Charlotte-Mecklenburg compares even more poorly if spending on Imaginon – which costs much more than regular branches – isn’t considered. Without Imaginon, Charlotte Mecklenburg’s per capita spending drops to $22.85 per citizen, task force members learned Tuesday.
“It’s not sustainable,” task force member Leonora Kaufmann said. “Let’s not be afraid” to say what the budget cuts did to the library system.
Task force members still strongly support ImaginOn, the multi-media, youth-oriented library in uptown Charlotte, because they say no other community they’ve studied has anything as innovative.
If county commissioners would restore Charlotte-Mecklenburg library funding to the same per-capita level as those 13 peer communities, that boost would come close to the $2 million needed to keep all library branches open another year, the task force concluded.
But that represents an 8 to 11 percent increase in funding from the current year, and county commissioners are preparing for another tough budget battle.
Davidson Mayor John Woods, who attended Tuesday’s meeting as a spectator, said during a recess that he expects the communities facing possible library closures will begin lobbying county commissioners to provide the extra funding.

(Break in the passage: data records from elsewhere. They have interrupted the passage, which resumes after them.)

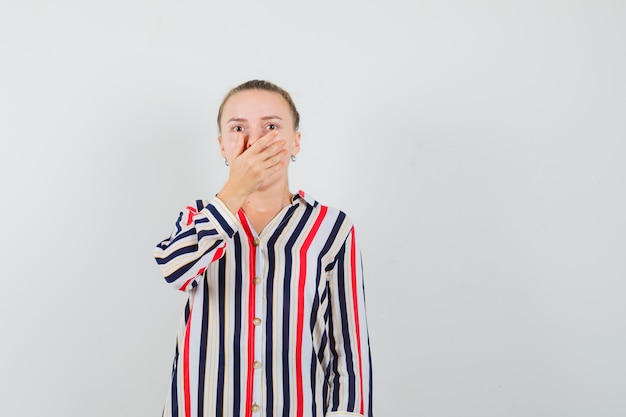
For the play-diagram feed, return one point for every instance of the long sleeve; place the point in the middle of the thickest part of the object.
(201, 233)
(349, 371)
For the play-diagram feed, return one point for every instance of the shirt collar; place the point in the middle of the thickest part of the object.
(306, 197)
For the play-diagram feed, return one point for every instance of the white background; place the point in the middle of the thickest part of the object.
(479, 146)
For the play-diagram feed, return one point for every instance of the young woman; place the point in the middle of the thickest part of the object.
(275, 322)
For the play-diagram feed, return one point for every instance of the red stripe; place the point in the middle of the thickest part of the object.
(192, 213)
(353, 269)
(186, 389)
(219, 252)
(251, 312)
(300, 320)
(200, 272)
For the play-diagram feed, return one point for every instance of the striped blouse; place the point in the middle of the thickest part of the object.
(275, 323)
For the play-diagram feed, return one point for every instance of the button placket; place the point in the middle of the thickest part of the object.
(257, 365)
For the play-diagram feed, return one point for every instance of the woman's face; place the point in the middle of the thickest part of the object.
(253, 114)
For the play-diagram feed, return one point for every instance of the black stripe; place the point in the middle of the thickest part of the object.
(221, 369)
(343, 308)
(221, 220)
(237, 325)
(174, 392)
(269, 316)
(178, 221)
(317, 302)
(314, 366)
(287, 303)
(203, 345)
(184, 269)
(371, 381)
(334, 365)
(183, 235)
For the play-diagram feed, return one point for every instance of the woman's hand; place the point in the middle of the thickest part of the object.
(250, 167)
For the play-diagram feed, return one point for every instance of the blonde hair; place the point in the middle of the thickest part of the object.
(265, 86)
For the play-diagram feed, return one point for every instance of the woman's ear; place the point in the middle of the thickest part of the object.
(296, 145)
(219, 140)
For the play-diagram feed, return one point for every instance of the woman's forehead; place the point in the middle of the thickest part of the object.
(256, 104)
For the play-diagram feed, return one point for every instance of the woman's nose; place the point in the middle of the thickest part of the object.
(252, 136)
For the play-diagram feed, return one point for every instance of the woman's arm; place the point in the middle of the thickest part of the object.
(350, 371)
(200, 236)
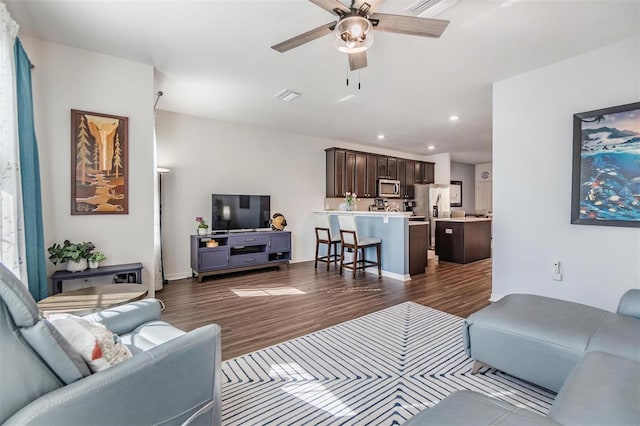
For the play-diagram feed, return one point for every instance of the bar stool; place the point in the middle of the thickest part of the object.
(323, 236)
(350, 239)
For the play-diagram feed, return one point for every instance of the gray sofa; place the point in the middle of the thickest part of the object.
(172, 378)
(590, 356)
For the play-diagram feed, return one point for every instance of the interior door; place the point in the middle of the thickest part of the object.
(484, 196)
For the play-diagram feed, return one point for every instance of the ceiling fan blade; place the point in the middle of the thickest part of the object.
(373, 5)
(423, 27)
(357, 60)
(331, 6)
(304, 38)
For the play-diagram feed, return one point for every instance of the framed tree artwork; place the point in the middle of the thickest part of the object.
(99, 163)
(606, 172)
(455, 193)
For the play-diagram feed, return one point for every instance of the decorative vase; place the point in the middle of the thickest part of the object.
(76, 265)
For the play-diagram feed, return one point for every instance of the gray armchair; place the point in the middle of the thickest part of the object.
(172, 378)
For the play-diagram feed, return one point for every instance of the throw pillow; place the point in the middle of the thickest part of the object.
(98, 346)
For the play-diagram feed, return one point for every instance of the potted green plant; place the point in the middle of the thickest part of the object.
(95, 258)
(74, 254)
(203, 228)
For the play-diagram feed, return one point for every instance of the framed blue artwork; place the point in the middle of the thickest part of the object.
(606, 167)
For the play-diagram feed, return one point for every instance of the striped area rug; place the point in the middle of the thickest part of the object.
(379, 369)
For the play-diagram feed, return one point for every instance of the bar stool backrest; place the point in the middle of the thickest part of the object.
(348, 223)
(322, 226)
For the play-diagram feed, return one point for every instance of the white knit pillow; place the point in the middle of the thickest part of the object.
(99, 347)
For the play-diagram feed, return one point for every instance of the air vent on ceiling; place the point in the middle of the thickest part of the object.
(430, 8)
(287, 95)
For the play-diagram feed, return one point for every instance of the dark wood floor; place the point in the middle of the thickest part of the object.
(261, 308)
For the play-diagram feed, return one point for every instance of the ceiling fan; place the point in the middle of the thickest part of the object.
(353, 29)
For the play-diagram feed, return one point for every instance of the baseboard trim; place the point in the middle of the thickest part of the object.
(178, 276)
(495, 297)
(392, 275)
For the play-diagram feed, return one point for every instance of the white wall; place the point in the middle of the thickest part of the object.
(465, 173)
(532, 152)
(208, 156)
(67, 78)
(442, 167)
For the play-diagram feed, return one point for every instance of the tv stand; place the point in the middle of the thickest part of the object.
(239, 251)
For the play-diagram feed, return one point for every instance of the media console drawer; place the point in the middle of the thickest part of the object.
(247, 259)
(239, 251)
(246, 240)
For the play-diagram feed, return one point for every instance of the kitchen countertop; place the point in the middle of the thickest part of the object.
(466, 219)
(368, 213)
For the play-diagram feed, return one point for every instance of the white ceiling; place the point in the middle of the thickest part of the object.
(213, 59)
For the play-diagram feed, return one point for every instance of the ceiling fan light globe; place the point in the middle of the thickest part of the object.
(346, 44)
(353, 34)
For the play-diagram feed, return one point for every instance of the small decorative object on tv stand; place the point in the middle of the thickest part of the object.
(239, 251)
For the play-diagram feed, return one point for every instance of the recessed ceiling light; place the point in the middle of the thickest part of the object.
(287, 95)
(431, 8)
(346, 98)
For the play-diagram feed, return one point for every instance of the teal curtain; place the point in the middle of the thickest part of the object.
(30, 178)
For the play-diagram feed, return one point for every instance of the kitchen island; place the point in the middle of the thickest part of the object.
(394, 231)
(463, 240)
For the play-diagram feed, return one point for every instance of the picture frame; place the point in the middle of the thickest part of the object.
(99, 163)
(605, 182)
(455, 193)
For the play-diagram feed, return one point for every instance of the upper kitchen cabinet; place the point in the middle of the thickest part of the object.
(356, 171)
(424, 172)
(371, 190)
(336, 160)
(350, 171)
(407, 190)
(387, 167)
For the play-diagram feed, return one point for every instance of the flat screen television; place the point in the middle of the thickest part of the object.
(236, 212)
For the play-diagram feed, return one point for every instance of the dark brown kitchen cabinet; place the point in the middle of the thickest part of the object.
(392, 167)
(429, 172)
(387, 167)
(424, 172)
(356, 171)
(335, 172)
(409, 178)
(360, 175)
(372, 176)
(382, 167)
(400, 168)
(350, 172)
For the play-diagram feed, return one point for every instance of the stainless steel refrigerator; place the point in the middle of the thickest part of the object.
(428, 196)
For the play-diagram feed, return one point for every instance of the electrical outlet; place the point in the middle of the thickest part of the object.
(556, 275)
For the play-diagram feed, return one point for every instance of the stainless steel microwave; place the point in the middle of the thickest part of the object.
(388, 188)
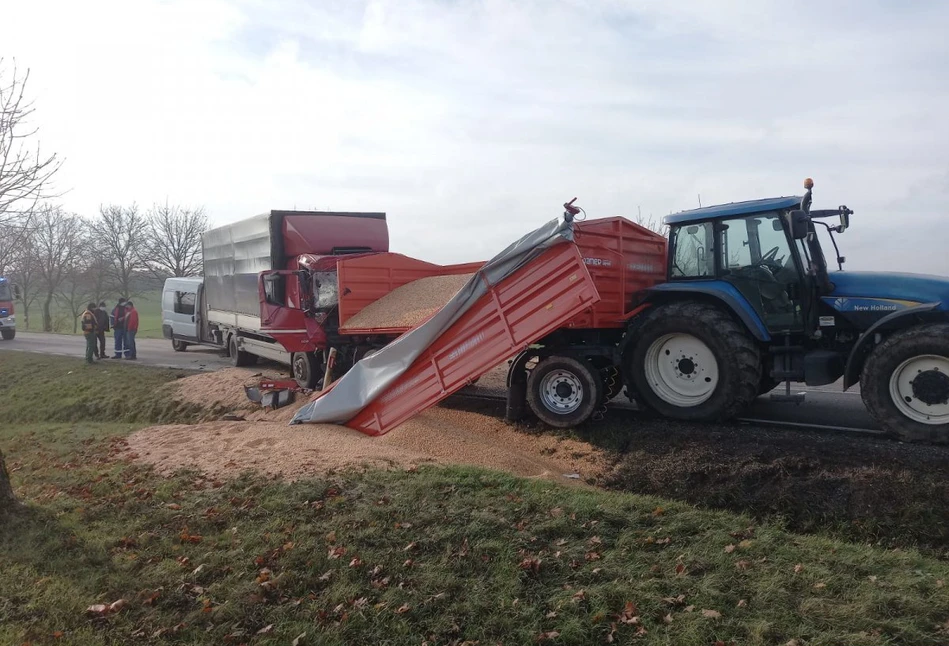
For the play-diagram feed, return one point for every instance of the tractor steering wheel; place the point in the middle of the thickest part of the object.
(770, 262)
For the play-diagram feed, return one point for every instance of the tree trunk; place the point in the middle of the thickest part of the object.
(47, 316)
(8, 501)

The task force has adopted a three-part strategy for the next two to three years:
• Maintain the Main Library and ImaginOn, which together account for about 25 percent of the library system’s resources.
• Increase staffing for all regional libraries because they offer more resources and services.

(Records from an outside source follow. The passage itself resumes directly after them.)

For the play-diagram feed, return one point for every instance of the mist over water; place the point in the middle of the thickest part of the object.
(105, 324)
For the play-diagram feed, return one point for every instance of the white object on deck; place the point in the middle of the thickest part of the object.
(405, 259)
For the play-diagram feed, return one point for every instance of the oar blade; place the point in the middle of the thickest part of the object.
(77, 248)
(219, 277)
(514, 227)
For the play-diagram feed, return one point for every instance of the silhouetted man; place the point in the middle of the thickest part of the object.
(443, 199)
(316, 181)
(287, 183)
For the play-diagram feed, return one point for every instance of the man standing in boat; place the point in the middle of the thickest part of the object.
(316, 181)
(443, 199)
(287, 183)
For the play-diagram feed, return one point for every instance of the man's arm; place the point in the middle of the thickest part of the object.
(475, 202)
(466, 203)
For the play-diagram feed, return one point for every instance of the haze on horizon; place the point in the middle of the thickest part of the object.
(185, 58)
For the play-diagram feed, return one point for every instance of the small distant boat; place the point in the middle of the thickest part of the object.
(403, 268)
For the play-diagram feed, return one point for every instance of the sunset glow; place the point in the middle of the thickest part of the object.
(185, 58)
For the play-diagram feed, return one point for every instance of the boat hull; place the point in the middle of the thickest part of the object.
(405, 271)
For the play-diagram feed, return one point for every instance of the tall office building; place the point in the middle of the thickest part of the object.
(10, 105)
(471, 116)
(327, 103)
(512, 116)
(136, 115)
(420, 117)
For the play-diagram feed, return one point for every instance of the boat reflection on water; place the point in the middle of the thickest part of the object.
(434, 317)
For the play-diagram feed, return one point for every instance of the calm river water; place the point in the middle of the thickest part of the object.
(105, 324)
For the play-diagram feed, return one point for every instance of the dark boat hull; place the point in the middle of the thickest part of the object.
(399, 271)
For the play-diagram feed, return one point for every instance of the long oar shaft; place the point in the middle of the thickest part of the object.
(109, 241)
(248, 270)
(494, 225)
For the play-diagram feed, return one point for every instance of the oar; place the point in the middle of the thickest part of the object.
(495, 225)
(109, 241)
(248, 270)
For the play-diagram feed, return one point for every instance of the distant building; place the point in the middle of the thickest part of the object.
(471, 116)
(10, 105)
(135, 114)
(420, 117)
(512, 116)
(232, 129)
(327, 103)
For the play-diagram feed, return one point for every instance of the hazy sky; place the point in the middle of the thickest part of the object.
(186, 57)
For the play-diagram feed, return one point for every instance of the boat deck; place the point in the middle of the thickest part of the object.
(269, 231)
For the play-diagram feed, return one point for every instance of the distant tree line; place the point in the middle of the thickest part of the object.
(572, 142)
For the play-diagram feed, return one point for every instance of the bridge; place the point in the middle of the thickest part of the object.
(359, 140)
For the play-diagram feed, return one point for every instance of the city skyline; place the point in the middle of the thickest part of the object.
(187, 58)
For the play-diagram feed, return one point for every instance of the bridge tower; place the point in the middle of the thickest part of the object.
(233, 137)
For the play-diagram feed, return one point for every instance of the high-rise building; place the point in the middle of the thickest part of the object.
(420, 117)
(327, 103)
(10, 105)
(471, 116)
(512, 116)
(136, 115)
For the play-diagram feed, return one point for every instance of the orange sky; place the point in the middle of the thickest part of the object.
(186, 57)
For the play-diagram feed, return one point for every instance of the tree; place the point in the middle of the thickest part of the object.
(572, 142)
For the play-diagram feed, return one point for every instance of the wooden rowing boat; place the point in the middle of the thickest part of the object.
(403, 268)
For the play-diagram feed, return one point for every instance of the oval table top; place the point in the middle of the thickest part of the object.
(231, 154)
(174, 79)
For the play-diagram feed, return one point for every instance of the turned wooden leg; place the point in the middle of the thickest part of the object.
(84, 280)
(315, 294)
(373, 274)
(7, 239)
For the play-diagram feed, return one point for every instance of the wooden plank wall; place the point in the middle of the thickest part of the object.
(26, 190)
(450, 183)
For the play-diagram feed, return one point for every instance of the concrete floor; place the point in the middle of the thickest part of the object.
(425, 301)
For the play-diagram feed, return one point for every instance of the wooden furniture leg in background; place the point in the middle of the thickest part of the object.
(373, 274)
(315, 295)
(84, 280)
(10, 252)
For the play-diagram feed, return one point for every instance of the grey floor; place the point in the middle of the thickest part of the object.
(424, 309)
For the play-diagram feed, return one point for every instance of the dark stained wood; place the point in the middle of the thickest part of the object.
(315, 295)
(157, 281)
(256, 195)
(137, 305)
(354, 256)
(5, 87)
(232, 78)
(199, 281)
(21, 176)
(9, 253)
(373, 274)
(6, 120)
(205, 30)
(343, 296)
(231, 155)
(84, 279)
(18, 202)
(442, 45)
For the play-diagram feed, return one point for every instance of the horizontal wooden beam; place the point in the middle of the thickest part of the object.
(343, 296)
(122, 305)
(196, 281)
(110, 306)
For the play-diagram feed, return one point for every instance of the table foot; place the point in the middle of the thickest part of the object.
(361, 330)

• Protect three branches in “fragile neighborhoods” – Scaleybark, Sugar Creek and West Boulevard – because residents in those areas are more likely to depend on their libraries for basic access to computers, the Internet and employment information.
Under those assumptions, the library system would still have enough resources to keep three or four other community branches open. The task force voted to keep open those branches that are farther away from a regional branch because residents in those communities would have to drive farther to get library services.

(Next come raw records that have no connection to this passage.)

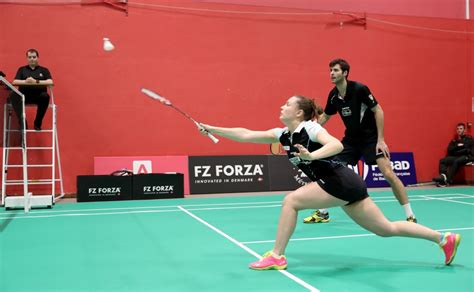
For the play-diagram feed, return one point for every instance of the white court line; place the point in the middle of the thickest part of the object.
(33, 215)
(288, 274)
(85, 214)
(344, 236)
(383, 199)
(448, 200)
(149, 207)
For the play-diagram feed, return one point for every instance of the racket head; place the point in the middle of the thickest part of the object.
(155, 96)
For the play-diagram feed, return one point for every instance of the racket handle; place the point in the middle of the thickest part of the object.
(201, 128)
(212, 137)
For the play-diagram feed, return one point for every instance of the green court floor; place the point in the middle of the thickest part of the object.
(205, 244)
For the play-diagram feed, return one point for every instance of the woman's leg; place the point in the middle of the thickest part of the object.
(369, 216)
(310, 196)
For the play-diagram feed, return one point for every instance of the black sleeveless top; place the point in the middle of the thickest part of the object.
(305, 135)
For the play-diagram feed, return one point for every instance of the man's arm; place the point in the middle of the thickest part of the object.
(323, 119)
(379, 122)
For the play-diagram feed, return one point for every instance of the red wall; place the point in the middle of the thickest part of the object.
(232, 70)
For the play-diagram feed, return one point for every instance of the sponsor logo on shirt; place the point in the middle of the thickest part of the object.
(346, 111)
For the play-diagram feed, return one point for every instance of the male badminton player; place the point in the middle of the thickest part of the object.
(311, 148)
(364, 135)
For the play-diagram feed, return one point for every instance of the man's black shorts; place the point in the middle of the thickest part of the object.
(354, 150)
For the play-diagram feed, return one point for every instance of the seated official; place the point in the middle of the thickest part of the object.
(32, 81)
(459, 153)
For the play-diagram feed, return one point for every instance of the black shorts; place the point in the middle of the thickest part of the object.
(354, 150)
(344, 184)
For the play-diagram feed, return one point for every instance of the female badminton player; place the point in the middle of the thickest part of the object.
(311, 148)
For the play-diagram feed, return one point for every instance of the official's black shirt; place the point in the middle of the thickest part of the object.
(305, 134)
(355, 110)
(39, 73)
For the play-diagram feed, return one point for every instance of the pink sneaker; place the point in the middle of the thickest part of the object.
(449, 245)
(268, 262)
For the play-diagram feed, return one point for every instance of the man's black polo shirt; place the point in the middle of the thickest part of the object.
(38, 73)
(355, 111)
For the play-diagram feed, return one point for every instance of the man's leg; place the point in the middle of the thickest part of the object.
(444, 164)
(396, 185)
(16, 103)
(43, 103)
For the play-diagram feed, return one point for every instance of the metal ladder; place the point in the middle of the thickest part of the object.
(28, 200)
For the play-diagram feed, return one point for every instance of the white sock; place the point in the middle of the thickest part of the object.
(276, 256)
(408, 210)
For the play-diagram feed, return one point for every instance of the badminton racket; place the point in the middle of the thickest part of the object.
(167, 102)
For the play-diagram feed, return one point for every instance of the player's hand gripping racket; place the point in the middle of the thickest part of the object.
(165, 101)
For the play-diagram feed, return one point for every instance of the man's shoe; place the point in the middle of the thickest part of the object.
(269, 262)
(449, 245)
(440, 179)
(317, 217)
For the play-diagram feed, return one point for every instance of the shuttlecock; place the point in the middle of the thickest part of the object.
(108, 46)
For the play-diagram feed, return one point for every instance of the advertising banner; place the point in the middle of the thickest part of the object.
(157, 186)
(144, 165)
(403, 165)
(228, 174)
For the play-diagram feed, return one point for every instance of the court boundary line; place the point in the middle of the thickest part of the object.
(343, 236)
(159, 209)
(448, 200)
(250, 251)
(381, 199)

Under that scenario, the Steele Creek, Mint Hill and Mountain Island branches would remain open. Information provided to the task force Tuesday showed the system would need $313,500 to keep the Matthews’ branch open, but budget analyst Sean Hogue said he can’t be certain exactly where library officials will run out of funds.
In another significant policy position, a majority of task force members endorsed a recommendation to keep the library system’s board of trustees independent from the county. However, the task force said lack of cooperation between the library and county leaders in the past has led, in part, to some of the troubles assailing the library system now.
To improve communication, the task force recommended several “structural changes,” including:
• The county manager or his representative serving as a nonvoting member of the library’s board of trustees and on the trustees’ operations subcommittee. The task force wants county administrators to see – and have input for – library operations.
• The county manager serving on the selection committee that picks a replacement for outgoing director Charles Brown. The task force also wants the new library director to attend the county manager’s staff meetings, so that he or she sees – and has input in – county operations.
• The county manager also would serve on the annual review committee for the library director.